The introduction of Lockheed, a company with a market cap of nearly $70 billion, should help accelerate cost reduction trends for battery storage systems, Greentech reports.
Among the players in energy storage are ABB, General Electric, LG Chem, Panasonic, Samsung, Tesla Motors, among others. All have large capital budgets to devote to battery research and techniques to streamline manufacturing and cut costs.
Lockheed, officials said, plans to bring its financial resources to bear on two particular problems in energy storage.
One is the integration of lithium-ion systems. While lithium-ion battery prices have come down significantly over the past couple of years, “we've seen precious little innovation and cost reduction in the balance of system," Richard Brody, director of sales and marketing for energy storage at Lockheed Martin Advanced Energy, told Greentech. Analysts also have targeted balance-of-system costs as the most fruitful for deep cost reductions.
Lockheed Martin is also working on bringing a new chemistry to market for flow batteries. The company says the chemistry is based on technology developed by Sun Catalytix, a company that Lockheed Martin acquired in 2014.
The technology is relies on an engineered molecule that is a platform for combinations of transition metal ions and ligands, according to Brad Fiebig, product manager at Lockheed Martin.
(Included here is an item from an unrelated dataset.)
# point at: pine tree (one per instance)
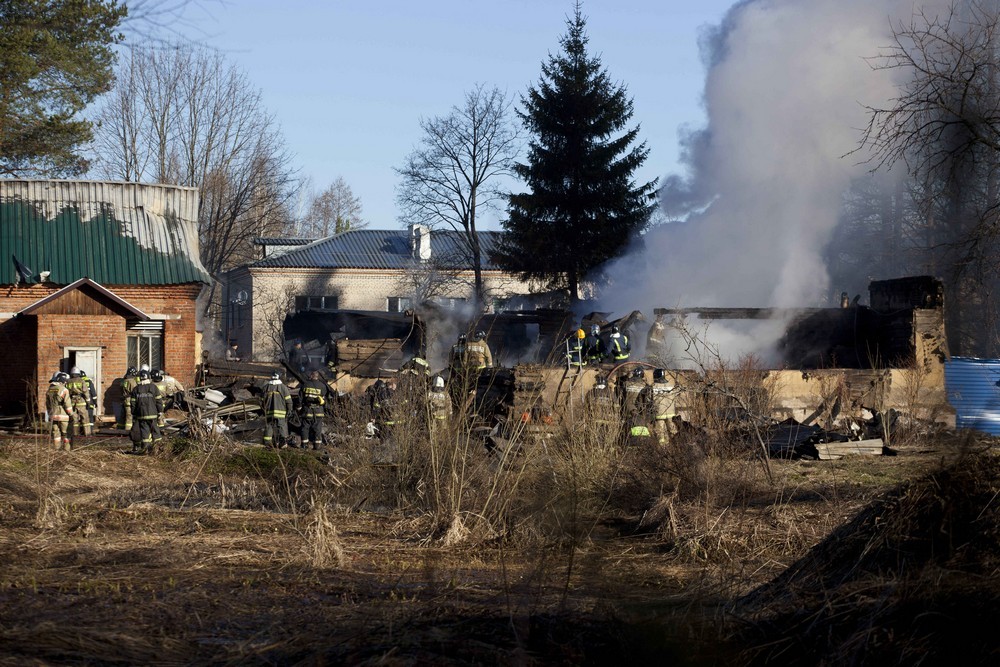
(56, 56)
(582, 207)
He says the company is developing “fundamentally new flow-battery chemistry” that allows the use of conventional materials in the balance-of-system components.
Fiebig is counting on that approach to help "scrub cost from the system" in a way that competitors who rely on more exotic chemistries cannot.
Lockheed will target small to medium utility projects and C&I customer uses like demand charge reduction for its lithium-ion offering while attempting to commercialize its flow battery for longer-duration, grid-scale functions.
While the fast response capability of lithium batteries has popularized them for behind-the-meter uses and grid services like frequency regulation, analysts expect longer-duration batteries, such as flow chemistries, to become more popular as prices decline, opening up new use cases.
The long-duration market won't catch up with short-duration market in 2016, Craig Horne, vice president of business development for at RES Americas told Utility Dive in December. But with applications like network deferral and peak demand management growing, “we will see a marked uptick in the amount of long-duration systems installed both in front of and behind the meter during 2016.”